The concept of a derivative is fundamental in calculus and helps to describe the behavior of functions. A derivative represents the rate at which a function is changing at any given point. Imagine you're driving a car; the speedometer shows your speed at a particular moment. Similarly, the derivative indicates how fast a function's value is changing at a specific point.

To find the derivative of a function like \( h(x) = -x^3 + 2x^2 \), we apply differentiation rules. In this case, we use the power rule, which tells us how to handle each term in the function. We multiply the coefficient by the power of \( x \), then reduce the power by one.

This results in:

• For \( -x^3 \), the derivative is \( -3x^2 \).
• For \( 2x^2 \), the derivative is \( 4x \).

Hence, the derivative of the function is \( h'(x) = -3x^2 + 4x \).
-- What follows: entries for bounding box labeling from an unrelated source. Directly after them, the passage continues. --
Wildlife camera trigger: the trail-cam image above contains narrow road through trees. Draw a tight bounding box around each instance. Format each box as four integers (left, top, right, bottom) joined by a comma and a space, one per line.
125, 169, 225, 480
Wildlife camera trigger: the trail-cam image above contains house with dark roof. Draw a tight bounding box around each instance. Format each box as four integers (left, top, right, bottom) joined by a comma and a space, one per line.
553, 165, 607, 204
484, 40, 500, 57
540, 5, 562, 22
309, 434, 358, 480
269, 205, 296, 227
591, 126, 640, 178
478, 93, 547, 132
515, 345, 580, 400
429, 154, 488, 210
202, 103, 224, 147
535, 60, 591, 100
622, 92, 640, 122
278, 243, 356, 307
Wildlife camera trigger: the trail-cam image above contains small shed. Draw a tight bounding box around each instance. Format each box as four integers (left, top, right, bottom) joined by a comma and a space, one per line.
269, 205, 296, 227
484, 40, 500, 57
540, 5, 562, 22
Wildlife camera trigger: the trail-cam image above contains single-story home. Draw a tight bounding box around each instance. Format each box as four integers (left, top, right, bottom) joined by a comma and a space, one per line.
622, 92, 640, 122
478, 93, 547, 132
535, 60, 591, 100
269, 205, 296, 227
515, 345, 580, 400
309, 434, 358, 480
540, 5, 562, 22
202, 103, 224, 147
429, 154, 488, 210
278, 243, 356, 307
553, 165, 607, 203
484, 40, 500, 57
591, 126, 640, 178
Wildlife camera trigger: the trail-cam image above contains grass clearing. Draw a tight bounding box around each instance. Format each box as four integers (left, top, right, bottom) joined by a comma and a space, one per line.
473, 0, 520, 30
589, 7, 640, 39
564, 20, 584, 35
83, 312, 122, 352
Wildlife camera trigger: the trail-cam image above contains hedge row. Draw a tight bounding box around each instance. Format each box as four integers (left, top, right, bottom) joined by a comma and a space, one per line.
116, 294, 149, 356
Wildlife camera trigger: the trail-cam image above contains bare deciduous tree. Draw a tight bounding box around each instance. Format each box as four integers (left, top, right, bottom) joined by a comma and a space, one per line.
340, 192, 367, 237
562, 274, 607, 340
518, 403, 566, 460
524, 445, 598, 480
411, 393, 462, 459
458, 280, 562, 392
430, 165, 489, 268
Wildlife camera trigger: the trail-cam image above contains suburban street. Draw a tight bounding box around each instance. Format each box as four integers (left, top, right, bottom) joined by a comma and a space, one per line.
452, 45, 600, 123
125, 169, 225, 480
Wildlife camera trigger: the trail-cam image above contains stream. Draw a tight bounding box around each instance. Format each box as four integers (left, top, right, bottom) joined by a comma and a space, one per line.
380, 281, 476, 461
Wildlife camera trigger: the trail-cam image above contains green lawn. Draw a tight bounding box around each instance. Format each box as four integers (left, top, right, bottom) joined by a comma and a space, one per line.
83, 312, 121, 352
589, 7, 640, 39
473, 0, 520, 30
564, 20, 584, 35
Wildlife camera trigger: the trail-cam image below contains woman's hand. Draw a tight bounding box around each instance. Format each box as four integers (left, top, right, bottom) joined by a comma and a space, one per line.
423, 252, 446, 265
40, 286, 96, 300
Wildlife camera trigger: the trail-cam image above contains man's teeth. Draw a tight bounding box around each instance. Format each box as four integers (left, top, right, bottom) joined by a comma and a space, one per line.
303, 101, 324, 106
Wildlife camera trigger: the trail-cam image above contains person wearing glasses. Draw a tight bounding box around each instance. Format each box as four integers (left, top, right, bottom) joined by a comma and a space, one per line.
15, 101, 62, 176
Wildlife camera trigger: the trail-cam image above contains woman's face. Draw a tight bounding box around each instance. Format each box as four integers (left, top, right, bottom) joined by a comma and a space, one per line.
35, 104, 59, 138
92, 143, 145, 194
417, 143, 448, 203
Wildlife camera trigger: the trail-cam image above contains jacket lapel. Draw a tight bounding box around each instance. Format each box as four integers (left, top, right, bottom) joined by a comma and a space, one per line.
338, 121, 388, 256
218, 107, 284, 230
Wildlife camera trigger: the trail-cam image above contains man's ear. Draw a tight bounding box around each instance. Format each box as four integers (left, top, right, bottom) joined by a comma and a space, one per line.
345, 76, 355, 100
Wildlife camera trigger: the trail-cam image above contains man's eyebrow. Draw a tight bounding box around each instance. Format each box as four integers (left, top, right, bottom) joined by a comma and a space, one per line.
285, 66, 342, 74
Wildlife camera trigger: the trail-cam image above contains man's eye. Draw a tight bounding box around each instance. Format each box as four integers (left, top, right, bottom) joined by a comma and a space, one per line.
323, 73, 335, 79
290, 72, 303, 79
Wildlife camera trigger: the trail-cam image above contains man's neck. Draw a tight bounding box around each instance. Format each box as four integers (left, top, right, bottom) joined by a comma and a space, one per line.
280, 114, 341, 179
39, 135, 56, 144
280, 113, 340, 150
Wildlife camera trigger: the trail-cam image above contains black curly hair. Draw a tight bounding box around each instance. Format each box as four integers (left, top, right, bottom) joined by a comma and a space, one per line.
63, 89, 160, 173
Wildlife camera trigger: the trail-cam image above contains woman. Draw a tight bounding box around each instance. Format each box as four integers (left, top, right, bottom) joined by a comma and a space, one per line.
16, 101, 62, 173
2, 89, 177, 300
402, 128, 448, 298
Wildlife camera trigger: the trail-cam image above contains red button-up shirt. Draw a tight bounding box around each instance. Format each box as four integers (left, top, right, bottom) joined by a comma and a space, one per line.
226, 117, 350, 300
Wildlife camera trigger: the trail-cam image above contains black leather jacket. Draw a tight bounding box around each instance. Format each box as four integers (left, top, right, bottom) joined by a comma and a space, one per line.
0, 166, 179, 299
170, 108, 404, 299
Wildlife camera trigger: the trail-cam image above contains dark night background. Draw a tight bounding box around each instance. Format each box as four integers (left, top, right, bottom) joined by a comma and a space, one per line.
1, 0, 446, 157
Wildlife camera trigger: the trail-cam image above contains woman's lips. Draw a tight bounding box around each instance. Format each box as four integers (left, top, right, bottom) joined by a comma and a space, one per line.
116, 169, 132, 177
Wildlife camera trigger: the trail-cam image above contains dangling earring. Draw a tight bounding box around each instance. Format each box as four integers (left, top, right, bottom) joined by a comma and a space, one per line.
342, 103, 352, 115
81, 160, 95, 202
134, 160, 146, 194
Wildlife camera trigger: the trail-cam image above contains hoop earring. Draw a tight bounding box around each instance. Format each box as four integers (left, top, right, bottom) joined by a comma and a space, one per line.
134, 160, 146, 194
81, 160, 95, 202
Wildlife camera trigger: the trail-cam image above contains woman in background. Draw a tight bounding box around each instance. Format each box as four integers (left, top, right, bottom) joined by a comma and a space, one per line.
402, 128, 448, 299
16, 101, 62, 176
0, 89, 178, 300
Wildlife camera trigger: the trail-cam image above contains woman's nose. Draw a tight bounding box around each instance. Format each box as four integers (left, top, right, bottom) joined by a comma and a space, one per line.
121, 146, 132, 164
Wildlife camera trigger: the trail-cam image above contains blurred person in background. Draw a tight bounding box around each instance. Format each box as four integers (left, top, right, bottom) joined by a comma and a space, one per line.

This derivative will help us discover more about how the function behaves over different intervals.

Critical points are the places in the domain of a function where it might have a high point (a peak) or a low point (a valley). These points are crucial because they're where the function's rate of change switches from increasing to decreasing or vice versa.

To find critical points, we solve the equation \( h'(x) = 0 \) since critical points occur where the derivative is zero or undefined. Remember, plugging in the value of \( x \) should give zero for the derivative:

• So, for the function \( h(x) = -x^3 + 2x^2 \), we solve \( -3x^2 + 4x = 0 \).
• Factoring gives us \( x(-3x + 4) = 0 \). Thus, the solutions are \( x = 0 \) and \( x = \frac{4}{3} \).

These points, \( x = 0 \) and \( x = \frac{4}{3} \), are the critical points that we will analyze further to understand the function's behavior.

Local extrema are the peaks and valleys within a particular segment of the function's domain. They can be either a local maximum, where the function reaches the highest point in that neighborhood, or a local minimum, where it plunges to the lowest point.

We find these by observing how the derivative changes sign at a function's critical points:

• If the derivative changes from negative to positive at a critical point, there's a local minimum (a dip).
• If it changes from positive to negative, there's a local maximum (a peak).

In our function, at \( x = 0 \), the derivative changes from negative to positive, indicating a local minimum.

At \( x = \frac{4}{3} \), it changes from positive to negative, signaling a local maximum. Hence, we have:

• Local minimum at \( x = 0 \), value \( h(0) = 0 \).
• Local maximum at \( x = \frac{4}{3} \), value \( h\left(\frac{4}{3}\right) = \frac{32}{27} \).

These points give us a clearer picture of where the function "turns" its behavior in a specific range.

Absolute extrema represent the highest and lowest points of the function over the entire domain. Unlike local extrema, they aren't restricted to the neighborhoods of the critical points. They consider the function's behavior across all possible input values.

To find absolute extrema, we consider both the critical points and the behavior of the function as \( x \to \pm\infty \). For our function:

• As \( x \to \pm\infty \), \( h(x) \to -\infty \) because of the \( -x^3 \) term dominating negative growth.
• The highest value within our critical points is therefore an absolute maximum.

The function has:

• No absolute minimum, as it decreases without bound on both ends.
• An absolute maximum at \( x = \frac{4}{3} \) with the value \( \frac{32}{27} \).

This analysis confirms that the function achieves its peak value at the critical point \( x = \frac{4}{3} \), and no lower bound exists due to the function's unbounded decline.